Imperial Typewriter Company Turns 112 Today

This image appeared in the London Times on October 4, 1966, beside a page lead "Business World" article reporting Litton Industries' "cut price" bid for the Imperial Typewriter Company (see article below). The photo was taken on October 3, the first day of the British Business Efficiency Exhibition at Olympia in West Kensington, London. It shows a young woman in period dress using a 1905 Moya Visible, while other typists are using the Imperial 66.
With spooky timing - on the 112th birthday of the Imperial Typewriter Company - I received a comment this morning from an Irish reader called Stephen, who was the buyer of the Imperial SE 5000 CD electric typewriter offered for sale in Dunshaughlin, County Meath, at 100 euros in 2012. The return key function didn't work and the bulky Imperial remains abandoned in Stephen's attic, eight years on. Stephen's comment was in response to my March 31, 2019, blog post titled "This is the end, my friend, of Imperial typewriters". I say contact with Stephen seems "spooky" because the post did, after all, evoke the exploits of Fox Mulder in the X-Files. The SE 5000 CD was the last typewriter ever marketed under the Imperial brand name, It was made by Triumphwerke Nuremberg at the time, almost exactly 41 years ago, when Litton Industries' sale of a controlling 55 per cent interest in its typewriter division to Volkswagen was approved by the West German Government, on June 12, 1979.
The 1905 Moya Visible No 2
The Imperial Typewriter Company was incorporated in Leicester in the East Midlands of England exactly 112 years ago today - that is, on June 22, 1908. It grew out of the Moya Typewriter Company, also of Leicester. The development of the Moya began when its designer, Hidalgo Moya, was still manager for the Hammond Typewriter Company in Kansas City, Missouri, in 1897. Moya left Kansas City in June 1899 and sailed from New York to Liverpool on the Umbria to take up a post as Remington’s representative in England.
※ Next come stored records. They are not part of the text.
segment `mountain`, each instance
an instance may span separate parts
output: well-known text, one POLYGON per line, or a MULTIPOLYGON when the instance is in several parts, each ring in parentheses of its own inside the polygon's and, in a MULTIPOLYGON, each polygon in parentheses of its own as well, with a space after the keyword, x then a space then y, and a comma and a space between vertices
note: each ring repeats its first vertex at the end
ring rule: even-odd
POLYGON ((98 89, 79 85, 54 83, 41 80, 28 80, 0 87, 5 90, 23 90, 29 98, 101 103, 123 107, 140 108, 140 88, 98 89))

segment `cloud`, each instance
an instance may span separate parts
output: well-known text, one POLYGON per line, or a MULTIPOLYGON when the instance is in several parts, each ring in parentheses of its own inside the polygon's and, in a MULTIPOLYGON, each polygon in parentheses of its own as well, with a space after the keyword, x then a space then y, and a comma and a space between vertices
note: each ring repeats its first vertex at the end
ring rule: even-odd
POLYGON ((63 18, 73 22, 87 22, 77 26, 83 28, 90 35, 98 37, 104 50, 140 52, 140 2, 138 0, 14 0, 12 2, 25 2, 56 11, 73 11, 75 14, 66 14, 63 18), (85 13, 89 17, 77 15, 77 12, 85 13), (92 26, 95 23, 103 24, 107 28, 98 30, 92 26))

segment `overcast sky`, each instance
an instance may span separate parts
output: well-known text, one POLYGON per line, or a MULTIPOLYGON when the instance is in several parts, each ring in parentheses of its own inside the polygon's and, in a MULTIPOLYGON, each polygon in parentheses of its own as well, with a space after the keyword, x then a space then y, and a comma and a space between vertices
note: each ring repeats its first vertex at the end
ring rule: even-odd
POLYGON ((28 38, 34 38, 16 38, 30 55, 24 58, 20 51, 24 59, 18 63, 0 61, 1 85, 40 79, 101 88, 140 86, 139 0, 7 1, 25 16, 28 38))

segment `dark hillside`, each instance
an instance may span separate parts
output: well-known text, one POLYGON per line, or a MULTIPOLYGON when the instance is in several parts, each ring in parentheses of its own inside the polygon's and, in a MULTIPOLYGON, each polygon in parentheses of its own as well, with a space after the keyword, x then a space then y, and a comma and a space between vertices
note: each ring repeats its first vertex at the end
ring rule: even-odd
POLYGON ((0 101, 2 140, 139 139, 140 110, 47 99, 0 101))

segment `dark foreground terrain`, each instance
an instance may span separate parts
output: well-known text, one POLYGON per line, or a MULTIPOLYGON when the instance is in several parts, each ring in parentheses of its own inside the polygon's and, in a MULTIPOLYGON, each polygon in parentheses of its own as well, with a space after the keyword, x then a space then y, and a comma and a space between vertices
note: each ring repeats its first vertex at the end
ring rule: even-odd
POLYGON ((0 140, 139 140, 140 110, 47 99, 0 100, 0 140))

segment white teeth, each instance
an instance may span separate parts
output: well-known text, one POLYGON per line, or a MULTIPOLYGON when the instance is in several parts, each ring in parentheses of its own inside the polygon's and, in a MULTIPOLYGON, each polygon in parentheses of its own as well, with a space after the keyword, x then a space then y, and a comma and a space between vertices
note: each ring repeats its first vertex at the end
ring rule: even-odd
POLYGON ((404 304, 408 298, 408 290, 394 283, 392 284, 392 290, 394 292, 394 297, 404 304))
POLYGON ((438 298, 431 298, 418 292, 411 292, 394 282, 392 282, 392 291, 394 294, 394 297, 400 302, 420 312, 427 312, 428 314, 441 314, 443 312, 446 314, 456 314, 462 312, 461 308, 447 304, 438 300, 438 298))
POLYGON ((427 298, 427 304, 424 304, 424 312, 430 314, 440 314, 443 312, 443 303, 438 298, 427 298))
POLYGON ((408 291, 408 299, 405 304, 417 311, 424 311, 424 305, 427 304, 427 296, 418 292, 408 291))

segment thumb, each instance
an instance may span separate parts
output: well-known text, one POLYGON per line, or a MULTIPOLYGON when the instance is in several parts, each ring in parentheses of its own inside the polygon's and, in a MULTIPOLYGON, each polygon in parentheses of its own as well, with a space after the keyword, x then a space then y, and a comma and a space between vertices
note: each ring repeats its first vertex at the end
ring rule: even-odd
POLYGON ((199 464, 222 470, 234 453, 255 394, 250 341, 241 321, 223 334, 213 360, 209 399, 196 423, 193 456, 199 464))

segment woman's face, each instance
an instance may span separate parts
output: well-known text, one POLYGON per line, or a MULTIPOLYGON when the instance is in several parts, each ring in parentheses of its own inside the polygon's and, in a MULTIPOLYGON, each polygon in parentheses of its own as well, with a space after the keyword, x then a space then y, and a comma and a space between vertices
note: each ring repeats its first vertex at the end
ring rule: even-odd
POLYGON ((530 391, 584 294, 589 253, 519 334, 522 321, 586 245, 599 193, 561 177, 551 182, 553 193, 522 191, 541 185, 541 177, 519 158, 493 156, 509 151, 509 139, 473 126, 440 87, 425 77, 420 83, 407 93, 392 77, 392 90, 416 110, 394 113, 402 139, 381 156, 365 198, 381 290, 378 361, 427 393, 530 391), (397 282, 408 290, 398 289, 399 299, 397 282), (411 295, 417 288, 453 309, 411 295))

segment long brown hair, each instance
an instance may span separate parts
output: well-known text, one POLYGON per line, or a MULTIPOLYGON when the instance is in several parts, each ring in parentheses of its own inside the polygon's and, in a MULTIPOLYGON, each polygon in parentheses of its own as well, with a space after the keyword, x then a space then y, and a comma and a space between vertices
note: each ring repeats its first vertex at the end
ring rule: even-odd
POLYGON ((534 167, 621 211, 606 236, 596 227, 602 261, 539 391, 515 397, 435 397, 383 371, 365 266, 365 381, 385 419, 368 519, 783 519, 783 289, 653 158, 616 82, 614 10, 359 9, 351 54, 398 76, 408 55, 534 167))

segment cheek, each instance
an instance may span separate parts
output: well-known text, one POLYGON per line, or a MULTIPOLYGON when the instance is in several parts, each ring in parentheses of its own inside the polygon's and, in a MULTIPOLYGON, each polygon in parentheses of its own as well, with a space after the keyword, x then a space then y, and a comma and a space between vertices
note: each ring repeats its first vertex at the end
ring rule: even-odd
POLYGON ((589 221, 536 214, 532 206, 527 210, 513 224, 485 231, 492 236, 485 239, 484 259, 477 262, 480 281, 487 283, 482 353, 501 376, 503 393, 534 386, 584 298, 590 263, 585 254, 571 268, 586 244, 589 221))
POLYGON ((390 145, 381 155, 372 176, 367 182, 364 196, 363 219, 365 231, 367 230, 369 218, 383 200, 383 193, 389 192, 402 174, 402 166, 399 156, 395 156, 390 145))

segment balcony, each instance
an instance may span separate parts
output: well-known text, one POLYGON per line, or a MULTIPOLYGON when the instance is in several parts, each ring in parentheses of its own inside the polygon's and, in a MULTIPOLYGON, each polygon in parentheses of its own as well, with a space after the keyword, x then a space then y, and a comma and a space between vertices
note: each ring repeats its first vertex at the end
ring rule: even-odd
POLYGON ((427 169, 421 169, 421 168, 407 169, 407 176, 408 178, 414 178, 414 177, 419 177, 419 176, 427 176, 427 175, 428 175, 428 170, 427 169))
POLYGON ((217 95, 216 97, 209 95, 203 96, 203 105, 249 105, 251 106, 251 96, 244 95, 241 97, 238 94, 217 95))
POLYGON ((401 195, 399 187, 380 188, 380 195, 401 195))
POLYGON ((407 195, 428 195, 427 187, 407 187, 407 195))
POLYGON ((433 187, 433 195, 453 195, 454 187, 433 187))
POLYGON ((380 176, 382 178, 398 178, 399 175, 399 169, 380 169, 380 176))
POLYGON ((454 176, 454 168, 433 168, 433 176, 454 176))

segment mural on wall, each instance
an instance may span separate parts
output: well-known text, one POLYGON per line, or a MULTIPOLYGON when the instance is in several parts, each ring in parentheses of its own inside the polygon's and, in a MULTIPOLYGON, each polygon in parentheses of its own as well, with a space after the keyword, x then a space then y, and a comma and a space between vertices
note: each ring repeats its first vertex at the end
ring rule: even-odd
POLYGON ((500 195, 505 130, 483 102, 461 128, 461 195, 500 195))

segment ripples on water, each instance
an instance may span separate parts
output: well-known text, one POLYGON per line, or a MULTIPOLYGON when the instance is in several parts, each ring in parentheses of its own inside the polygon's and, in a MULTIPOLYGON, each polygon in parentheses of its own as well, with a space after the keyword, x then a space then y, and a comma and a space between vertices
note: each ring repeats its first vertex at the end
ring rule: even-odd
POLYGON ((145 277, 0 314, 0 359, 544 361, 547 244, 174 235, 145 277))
The first Moya model took shape in Leicester on November 18, 1902. Its progress from there is outlined in this article, written by Moya himself, and published on November 22, 1905, when the Moya Visible was launched:
On June 22, 1908, the Imperial Typewriter Company was incorporated to acquire the business of the Moya Typewriter Company, and Imperial summarised its fortunes from there until 1952:
The beginning of the end for Imperial can probably be dated back to January 14, 1953, when it converted itself into a public company:
Imperial's slide downwards from there is outlined in The Times' article of October 4, 1966:
The Litton takeover was complete by November 7, 1966, when Imperial was absorbed into the Royal Typewriter Company:

1 comment:

Richard Amery said...

Robert, an excellent article and good to see you posting so soon after your accident. These recent articles on the Imperial Typewriter Company, along with your articles over recent years convinces me that they could all be rolled into a book on this organisation.Always a good read and great research again.